Release clauses: a fixed exit price
A release clause is written into a player's contract and sets a fee at which the club must accept an offer. If a bidding club meets the number, the selling club loses its power to say no — the decision passes to the player, who can negotiate personal terms.
Clubs agree to them as a compromise: the player gets a guaranteed escape route, the club gets a floor price. Set it high and it's a deterrent; set it low and it's a bargain waiting to happen.
- Erling Haaland joined Manchester City in 2022 because Borussia Dortmund had agreed a release clause of around €60 million — far below his open-market value.
- The Luis Suárez saga of 2013 showed clauses live and die by their wording: Arsenal bid £40,000,001 believing it triggered a release, but Liverpool insisted the clause only obliged them to *inform* the player of the offer. Suárez stayed.
Buy-out clauses: the Spanish system
In Spain, every player contract must by law include a buy-out clause (*cláusula de rescisión*). Technically the mechanics differ from a release clause: the player himself buys out his own contract, depositing the fee with the league authorities, and the club has no say at all.
Because they're mandatory, Spanish clubs set astronomical figures — often €1 billion for stars — purely as a deterrent. Which made it all the more stunning when, in 2017, Paris Saint-Germain paid Neymar's €222 million buy-out at Barcelona. Nobody believed a clause that size would ever be triggered; it remains the world-record transfer and it reset the market overnight.
Buy-back clauses: selling with a safety net
A buy-back clause works in the opposite direction. When a club sells a player — often a promising academy graduate — it reserves the right to repurchase him later at a pre-agreed price.

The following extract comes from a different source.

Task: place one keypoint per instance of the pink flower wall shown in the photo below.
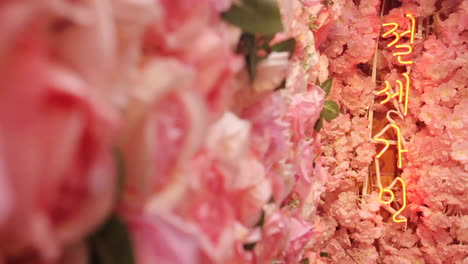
(138, 132)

- Real Madrid used one to bring Álvaro Morata back from Juventus in 2016 for around €30 million, then sold him to Chelsea a year later for roughly double. The clause turned a farewell into a profit machine.
- Big Spanish clubs in particular attach buy-backs to academy sales, keeping a claim on late-blooming talent without carrying it on the wage bill.
A related tool is the sell-on clause, where the selling club takes a percentage of any future transfer fee rather than the player back — a bet on his value rising elsewhere.
Why clubs use clauses at all
Clauses trade certainty for flexibility on both sides. Players and agents demand release clauses as insurance when signing long contracts; clubs use buy-backs and sell-ons to hedge against selling a future star too cheaply. And in negotiations, a clause number becomes the anchor: everyone knows the price at which resistance ends.
Track which deals get done — and which clauses get triggered — in our transfers hub.
FAQ
What's the difference between a release clause and a buy-out clause?
A release clause obliges the club to accept a bid at a set fee from another club. A Spanish buy-out clause is technically paid by the player himself to terminate his own contract, with the money deposited through the league — the club cannot block it.
Do all players have release clauses?
No. In Spain buy-out clauses are legally required in every contract, but in most other countries clauses are optional and negotiated case by case. Many English clubs, for example, prefer contracts without them.
What is the most famous release or buy-out ever triggered?
Neymar's €222 million buy-out clause at Barcelona, paid by Paris Saint-Germain in 2017. It is still the world-record transfer fee.
What is a buy-back clause?
A right, agreed at the time of sale, for the selling club to repurchase the player later at a fixed price — commonly attached when clubs sell young academy players they might regret losing.
Are release clause amounts public?
Not officially — contracts are private — but figures frequently leak through the media. Spanish buy-out amounts are usually widely reported because the system is standardised.